Great historic shots of early solar power technology in this photo essay.

Seems that if we hadn’t had been so “lucky” to have had “inexpensive” access during the 20th century to ready supplies of fossil fuels, we would have come a whole lot further with solar power in the last 60 years. As it is, the technology then seems quite familiar to that being employed today.

Some quotes from the LIFE piece:

In 1960, Dr. Charles A. Escoffery discusses the solar-powered car he invented. The 1912 “Baker Electric Mode” featured 26 square feet of silicon cells on its roof.

More benign uses for solar energy and power have always been on scientists’ and inventors’ radar, i.e., this solar distiller, used to draw fresh water out of salt water, demonstrated at an international conference on solar energy in 1955.

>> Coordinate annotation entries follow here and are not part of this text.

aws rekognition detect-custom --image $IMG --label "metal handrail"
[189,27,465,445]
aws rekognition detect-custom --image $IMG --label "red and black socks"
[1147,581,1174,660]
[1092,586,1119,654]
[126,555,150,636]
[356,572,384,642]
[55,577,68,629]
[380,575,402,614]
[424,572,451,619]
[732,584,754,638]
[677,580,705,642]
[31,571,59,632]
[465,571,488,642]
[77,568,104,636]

The main mirror (flat, foreground) and the parabolic mirror of a French “solar furnace” built atop a 17th century fortress in the 1950s. The main mirror — a 43-foot X 34-foot giant — deflects rays of sunlight to the 31-foot parabolic shell, which then focuses the sunlight even further, intensifying it to a point where it generates temperatures in excess of 5,000 degrees Fahrenheit.

A Ralph Morse photograph of what LIFE celebrated as the “world’s first sun-heated home” in a 1949 issue of the magazine — a house in Dover, Mass., that featured an enormous “heat trap” consisting of two separated panes of glass with a black metal panel between them. “The sun’s short heat waves go through the glass and warm the metal to as much as 150 degrees. At this temperature the metal gives off long heat waves that can not easily go back out through the glass.” Fans then circulated the trapped warmth through the home — not doing away with the need for electricity, of course, but in the words of the article, “it could be the beginning of a big reduction in the approximately $3.5 billion the U.S. pays annually for household fuel.” [Emphasis added, for editorial effect.]